It's what drove me back to hard interventional experiments and eventually to adaptive clinical trial design.
(Asterisk): ok more like Pearl started it and Robins made it more practical with doubly robust designs etc. I still find most of the mechanics rather shady.
Interesting, can you expand on this? I have no experience with causal inference and would like to learn more. Thanks!
I'm wondering if their methodology is reasonable?
From the abstract: “Millions of times each year, judges must decide where defendants will await trial—at home or in jail. By law, this decision hinges on the judge’s prediction of what the defendant would do if released. … Yet comparing the algorithm to the judge proves complicated. … We only observe crime outcomes for released defendants, not for those judges detained. This makes it hard to evaluate counterfactual decision rules based on algorithmic predictions. … We deal with these problems using different econometric strategies, such as quasi-random assignment of cases to judges. … A policy simulation shows crime can be reduced by up to 24.8% with no change in jailing rates, or jail populations can be reduced by 42.0% with no increase in crime rates. Moreover, we see reductions in all categories of crime, including violent ones. Importantly, such gains can be had while also significantly reducing the percentage of African-Americans and Hispanics in jail. … While machine learning can be valuable, realizing this value requires integrating these tools into an economic framework: being clear about the link between predictions and decisions; specifying the scope of payoff functions; and constructing unbiased decision counterfactuals.”

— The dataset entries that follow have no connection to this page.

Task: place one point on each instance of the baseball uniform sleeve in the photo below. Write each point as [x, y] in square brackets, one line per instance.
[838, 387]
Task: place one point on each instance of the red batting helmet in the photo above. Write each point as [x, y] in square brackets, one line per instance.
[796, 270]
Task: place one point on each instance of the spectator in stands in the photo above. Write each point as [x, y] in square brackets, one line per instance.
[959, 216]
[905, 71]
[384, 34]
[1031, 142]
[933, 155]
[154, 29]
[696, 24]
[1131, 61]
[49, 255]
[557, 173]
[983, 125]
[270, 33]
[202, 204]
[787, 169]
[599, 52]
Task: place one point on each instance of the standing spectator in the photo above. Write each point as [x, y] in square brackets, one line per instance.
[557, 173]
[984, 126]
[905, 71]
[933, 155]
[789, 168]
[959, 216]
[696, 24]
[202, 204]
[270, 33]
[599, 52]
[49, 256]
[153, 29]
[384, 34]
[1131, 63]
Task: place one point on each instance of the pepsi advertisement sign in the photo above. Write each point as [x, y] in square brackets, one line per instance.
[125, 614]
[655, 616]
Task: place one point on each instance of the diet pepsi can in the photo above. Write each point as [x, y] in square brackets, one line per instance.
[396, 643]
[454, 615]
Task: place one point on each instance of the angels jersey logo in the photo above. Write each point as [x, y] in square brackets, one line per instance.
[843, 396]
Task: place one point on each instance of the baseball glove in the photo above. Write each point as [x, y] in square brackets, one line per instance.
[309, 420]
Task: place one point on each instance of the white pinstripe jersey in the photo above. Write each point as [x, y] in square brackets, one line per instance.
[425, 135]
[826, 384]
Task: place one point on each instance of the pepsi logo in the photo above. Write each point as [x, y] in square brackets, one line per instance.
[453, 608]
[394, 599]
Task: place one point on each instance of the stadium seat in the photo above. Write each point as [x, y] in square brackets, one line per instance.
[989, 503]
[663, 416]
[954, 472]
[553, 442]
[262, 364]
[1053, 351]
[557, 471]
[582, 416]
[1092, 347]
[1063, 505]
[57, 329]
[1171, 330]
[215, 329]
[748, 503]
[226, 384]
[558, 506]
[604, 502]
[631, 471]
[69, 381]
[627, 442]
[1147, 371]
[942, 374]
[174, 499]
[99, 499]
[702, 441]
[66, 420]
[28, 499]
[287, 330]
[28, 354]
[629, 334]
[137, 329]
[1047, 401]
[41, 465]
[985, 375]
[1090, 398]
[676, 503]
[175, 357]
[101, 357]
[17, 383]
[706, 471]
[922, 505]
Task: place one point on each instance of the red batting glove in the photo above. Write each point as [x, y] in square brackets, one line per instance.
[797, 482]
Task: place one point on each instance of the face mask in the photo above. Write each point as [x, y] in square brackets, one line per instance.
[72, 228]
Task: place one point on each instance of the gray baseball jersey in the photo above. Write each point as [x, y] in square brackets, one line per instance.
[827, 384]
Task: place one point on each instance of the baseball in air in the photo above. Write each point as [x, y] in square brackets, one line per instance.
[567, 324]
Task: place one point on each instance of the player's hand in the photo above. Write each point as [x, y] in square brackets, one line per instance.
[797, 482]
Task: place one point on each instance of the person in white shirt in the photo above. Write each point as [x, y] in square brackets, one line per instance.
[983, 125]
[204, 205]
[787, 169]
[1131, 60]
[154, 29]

I'm no economist, though. Perhaps this is novel at NBER. It's just odd to see someone acting like using an ensemble to enable data-driven model selection is something new.
nb. I didn't read the entire 76-page paper (partly because it's obscenely verbose). A quick skim and here are my from-the-hip remarks. If they suck, I'll refund every cent you paid me ;-)
“Outcome regression and various versions of propensity score analyses are the most commonly used parametric methods for causal inference. You may rightly wonder why it took us so long to include a chapter that discusses these methods. So far we have described IP weighting, the g-formula, and g-estimation–the g-methods. Presenting the most commonly used methods after the least commonly used ones seems an odd choice on our part. Why didn’t we start with the simpler and widely used methods based on outcome regression and propensity scores? Because these methods do not work in general. More precisely, the simpler outcome regression and propensity score methods–as described in a zillion publications that this chapter cannot possibly summarize–work fine in simpler settings, but these methods are not designed to handle the complexities associated with causal inference for time-varying treatments.”